Smith, who wrote the Ninth Circuit Court’s opinion affirming dismissal, explained in the ruling that plaintiffs failed to demonstrate “injury-in-fact” and that the alleged harms were not “fairly traceable” to government conduct. On the first point, the court determined that the EPA did not intentionally discriminate against children through its policy. Smith wrote that the plaintiffs’ arguments to the contrary were “mere ‘legal conclusions’ couched as facts.” He also wrote, on the second point, that “plaintiffs’ theory of causation is too speculative and tenuous,” noting that the current EPA is not even regulating greenhouse gas emissions. “While a future administration may be more likely to analyze and regulate GHG emissions, federal courts are not in the business of issuing advisory decisions on hypothetical disputes that may or may not materialize in years to come,” Smith wrote.

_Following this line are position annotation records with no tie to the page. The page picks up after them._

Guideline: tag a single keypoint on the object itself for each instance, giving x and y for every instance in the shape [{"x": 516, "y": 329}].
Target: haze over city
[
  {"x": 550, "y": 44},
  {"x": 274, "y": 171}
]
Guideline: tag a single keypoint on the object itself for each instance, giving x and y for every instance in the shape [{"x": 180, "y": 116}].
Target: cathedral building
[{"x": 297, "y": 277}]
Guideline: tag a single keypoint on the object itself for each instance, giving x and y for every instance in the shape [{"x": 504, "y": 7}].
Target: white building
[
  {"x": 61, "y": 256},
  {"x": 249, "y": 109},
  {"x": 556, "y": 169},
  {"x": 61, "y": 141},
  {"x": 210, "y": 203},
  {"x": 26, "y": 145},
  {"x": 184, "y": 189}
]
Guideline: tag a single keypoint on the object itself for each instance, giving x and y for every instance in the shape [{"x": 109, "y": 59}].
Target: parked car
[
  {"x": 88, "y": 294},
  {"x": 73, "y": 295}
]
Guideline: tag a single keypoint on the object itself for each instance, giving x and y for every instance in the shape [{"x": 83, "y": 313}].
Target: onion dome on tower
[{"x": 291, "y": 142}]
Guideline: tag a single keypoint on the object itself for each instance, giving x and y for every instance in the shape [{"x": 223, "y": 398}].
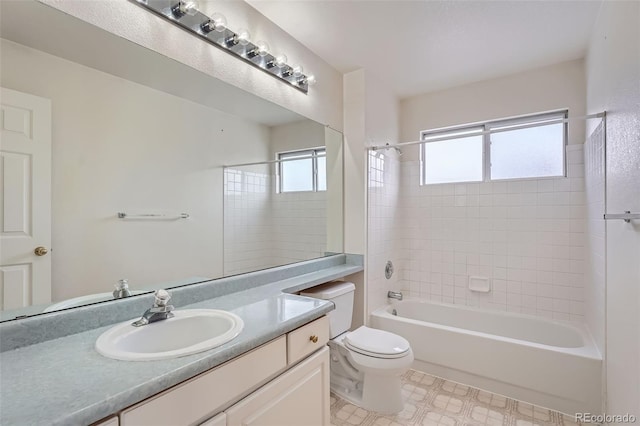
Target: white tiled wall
[
  {"x": 383, "y": 242},
  {"x": 299, "y": 226},
  {"x": 247, "y": 221},
  {"x": 264, "y": 229},
  {"x": 526, "y": 236},
  {"x": 595, "y": 235}
]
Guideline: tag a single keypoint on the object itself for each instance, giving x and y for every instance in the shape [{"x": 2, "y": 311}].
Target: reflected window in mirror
[{"x": 302, "y": 170}]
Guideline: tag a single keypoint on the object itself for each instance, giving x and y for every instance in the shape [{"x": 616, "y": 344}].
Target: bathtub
[{"x": 544, "y": 362}]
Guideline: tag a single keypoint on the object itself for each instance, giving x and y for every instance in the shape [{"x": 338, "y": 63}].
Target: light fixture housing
[{"x": 213, "y": 29}]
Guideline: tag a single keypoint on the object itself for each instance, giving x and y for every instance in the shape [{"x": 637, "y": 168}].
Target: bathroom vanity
[
  {"x": 51, "y": 374},
  {"x": 289, "y": 377}
]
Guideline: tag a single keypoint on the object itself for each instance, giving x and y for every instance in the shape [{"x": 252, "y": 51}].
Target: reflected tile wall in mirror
[{"x": 126, "y": 138}]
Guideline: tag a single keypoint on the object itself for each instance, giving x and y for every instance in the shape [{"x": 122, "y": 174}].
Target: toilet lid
[{"x": 376, "y": 343}]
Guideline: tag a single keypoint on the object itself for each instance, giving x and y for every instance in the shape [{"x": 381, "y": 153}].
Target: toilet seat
[{"x": 376, "y": 343}]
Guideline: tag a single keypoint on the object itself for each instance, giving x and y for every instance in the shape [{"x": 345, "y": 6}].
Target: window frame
[
  {"x": 311, "y": 153},
  {"x": 485, "y": 127}
]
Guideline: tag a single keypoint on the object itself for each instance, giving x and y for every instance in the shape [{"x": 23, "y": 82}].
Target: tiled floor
[{"x": 432, "y": 401}]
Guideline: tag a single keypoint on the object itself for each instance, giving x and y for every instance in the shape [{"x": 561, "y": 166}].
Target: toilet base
[{"x": 382, "y": 394}]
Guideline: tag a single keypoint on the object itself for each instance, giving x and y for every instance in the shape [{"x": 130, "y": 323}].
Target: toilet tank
[{"x": 341, "y": 294}]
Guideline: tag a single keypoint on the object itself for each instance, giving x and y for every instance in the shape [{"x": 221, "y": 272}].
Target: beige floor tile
[{"x": 432, "y": 401}]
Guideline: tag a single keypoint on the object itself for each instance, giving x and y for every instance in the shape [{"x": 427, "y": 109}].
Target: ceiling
[{"x": 424, "y": 46}]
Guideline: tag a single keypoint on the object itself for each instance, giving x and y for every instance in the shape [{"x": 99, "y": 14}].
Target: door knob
[{"x": 41, "y": 251}]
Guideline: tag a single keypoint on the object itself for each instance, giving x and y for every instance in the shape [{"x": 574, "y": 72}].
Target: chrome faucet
[
  {"x": 394, "y": 295},
  {"x": 122, "y": 289},
  {"x": 160, "y": 310}
]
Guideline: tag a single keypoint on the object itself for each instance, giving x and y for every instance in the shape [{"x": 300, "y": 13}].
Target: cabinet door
[
  {"x": 299, "y": 397},
  {"x": 204, "y": 395}
]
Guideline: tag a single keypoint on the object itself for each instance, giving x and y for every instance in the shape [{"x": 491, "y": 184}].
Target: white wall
[
  {"x": 383, "y": 243},
  {"x": 595, "y": 254},
  {"x": 544, "y": 89},
  {"x": 296, "y": 136},
  {"x": 613, "y": 76},
  {"x": 132, "y": 22},
  {"x": 120, "y": 146},
  {"x": 371, "y": 118}
]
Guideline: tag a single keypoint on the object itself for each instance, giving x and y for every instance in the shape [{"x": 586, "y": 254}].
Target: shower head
[{"x": 398, "y": 150}]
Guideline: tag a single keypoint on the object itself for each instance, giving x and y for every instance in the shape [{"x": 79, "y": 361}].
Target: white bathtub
[{"x": 544, "y": 362}]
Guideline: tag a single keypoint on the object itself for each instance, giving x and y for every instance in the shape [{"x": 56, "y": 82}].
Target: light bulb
[
  {"x": 280, "y": 61},
  {"x": 311, "y": 80},
  {"x": 262, "y": 48},
  {"x": 243, "y": 37},
  {"x": 297, "y": 71},
  {"x": 217, "y": 22},
  {"x": 185, "y": 7}
]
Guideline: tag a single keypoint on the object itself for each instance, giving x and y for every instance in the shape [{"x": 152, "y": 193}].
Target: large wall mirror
[{"x": 212, "y": 181}]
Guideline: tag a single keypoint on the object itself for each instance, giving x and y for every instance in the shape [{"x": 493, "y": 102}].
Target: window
[
  {"x": 304, "y": 170},
  {"x": 527, "y": 147}
]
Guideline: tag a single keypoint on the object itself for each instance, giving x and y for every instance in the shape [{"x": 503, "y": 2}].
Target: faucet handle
[
  {"x": 162, "y": 298},
  {"x": 122, "y": 284}
]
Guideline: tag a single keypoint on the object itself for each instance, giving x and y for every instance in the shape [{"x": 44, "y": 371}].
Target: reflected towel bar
[
  {"x": 627, "y": 216},
  {"x": 152, "y": 216}
]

The court also determined that its own precedent from another youth climate case brought against the federal government, Juliana v. US, meant that the request for declaratory relief could not be granted because a court declaration could not on its own alleviate the youths’ climate-related injuries. “We see no daylight between the declaratory-judgment remedy sought by the plaintiffs [in Juliana] and the declaratory-judgment remedy sought by plaintiffs here,” Smith wrote.

That determination could be a troubling sign for the Lighthiser v. Trump youth climate case challenging several of President Trump’s pro-fossil fuel executive orders. A federal district court in Montana dismissed the case last year due to the Ninth Circuit Court’s precedent in Juliana on the insufficiency of declaratory relief in a case about climate change. The Lighthiser case is set to come before the Ninth Circuit Court in a hearing on appeal on Monday, April 13.

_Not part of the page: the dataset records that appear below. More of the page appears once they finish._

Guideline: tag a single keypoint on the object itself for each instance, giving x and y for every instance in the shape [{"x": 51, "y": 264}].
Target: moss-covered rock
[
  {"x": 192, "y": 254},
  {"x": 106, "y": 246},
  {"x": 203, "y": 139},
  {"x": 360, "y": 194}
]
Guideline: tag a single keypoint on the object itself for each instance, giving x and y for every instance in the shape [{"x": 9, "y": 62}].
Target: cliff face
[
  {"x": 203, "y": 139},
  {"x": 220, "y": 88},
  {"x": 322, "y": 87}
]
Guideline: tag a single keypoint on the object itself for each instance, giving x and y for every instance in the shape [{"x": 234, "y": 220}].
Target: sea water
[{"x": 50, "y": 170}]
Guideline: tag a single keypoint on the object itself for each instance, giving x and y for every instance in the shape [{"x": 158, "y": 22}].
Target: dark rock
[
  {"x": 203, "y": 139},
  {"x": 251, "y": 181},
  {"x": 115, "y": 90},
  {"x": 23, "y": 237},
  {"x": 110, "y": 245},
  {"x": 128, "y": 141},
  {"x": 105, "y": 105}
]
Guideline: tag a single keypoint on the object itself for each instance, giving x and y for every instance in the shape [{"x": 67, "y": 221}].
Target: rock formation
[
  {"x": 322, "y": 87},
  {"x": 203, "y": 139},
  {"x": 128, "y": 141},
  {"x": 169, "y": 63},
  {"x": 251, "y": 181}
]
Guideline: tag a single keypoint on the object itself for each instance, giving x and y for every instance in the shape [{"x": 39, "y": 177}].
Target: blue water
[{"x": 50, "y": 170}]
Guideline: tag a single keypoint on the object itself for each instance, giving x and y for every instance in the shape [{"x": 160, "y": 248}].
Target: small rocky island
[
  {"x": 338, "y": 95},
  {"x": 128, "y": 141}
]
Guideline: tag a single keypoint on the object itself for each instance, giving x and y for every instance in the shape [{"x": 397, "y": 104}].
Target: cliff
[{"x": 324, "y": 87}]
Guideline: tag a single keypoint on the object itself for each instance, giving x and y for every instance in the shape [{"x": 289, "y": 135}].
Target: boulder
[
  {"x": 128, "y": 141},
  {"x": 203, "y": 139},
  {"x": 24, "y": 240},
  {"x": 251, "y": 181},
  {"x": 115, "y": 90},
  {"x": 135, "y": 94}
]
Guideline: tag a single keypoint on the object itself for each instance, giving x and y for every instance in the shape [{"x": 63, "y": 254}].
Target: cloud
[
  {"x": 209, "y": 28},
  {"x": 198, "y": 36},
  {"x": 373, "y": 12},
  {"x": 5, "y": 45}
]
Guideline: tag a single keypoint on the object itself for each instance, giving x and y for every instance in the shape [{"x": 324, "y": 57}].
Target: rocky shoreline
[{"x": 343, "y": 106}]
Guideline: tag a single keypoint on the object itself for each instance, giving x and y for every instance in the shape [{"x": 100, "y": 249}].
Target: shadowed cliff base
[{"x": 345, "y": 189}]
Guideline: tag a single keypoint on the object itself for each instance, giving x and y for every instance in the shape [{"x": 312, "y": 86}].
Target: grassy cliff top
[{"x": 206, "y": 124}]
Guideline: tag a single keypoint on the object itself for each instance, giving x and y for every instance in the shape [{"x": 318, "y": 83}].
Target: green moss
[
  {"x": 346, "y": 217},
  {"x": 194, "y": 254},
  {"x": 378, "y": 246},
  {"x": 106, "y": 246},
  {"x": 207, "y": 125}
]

The U.S. Department of Justice did not immediately respond to a request for comment about the court’s ruling in the Genesis case affirming dismissal.

“This decision closes the courthouse doors on children seeking protection of their most basic constitutional right: equal protection under the law. By declining to reinstate the case, the Court leaves in place a framework that discriminates against young people and worsens the life-threatening harms from heat, wildfire smoke, and climate disasters without judicial review,” Our Children’s Trust co-executive director Mat dos Santos said in a statement.

“Children are bearing the heaviest burdens of a crisis they did not create, while the government knowingly permits policies that discount their lives and put their health, safety, and futures at risk,” dos Santos added. “We will continue to fight unlawful discrimination until we secure the constitutional protections that every child is owed.”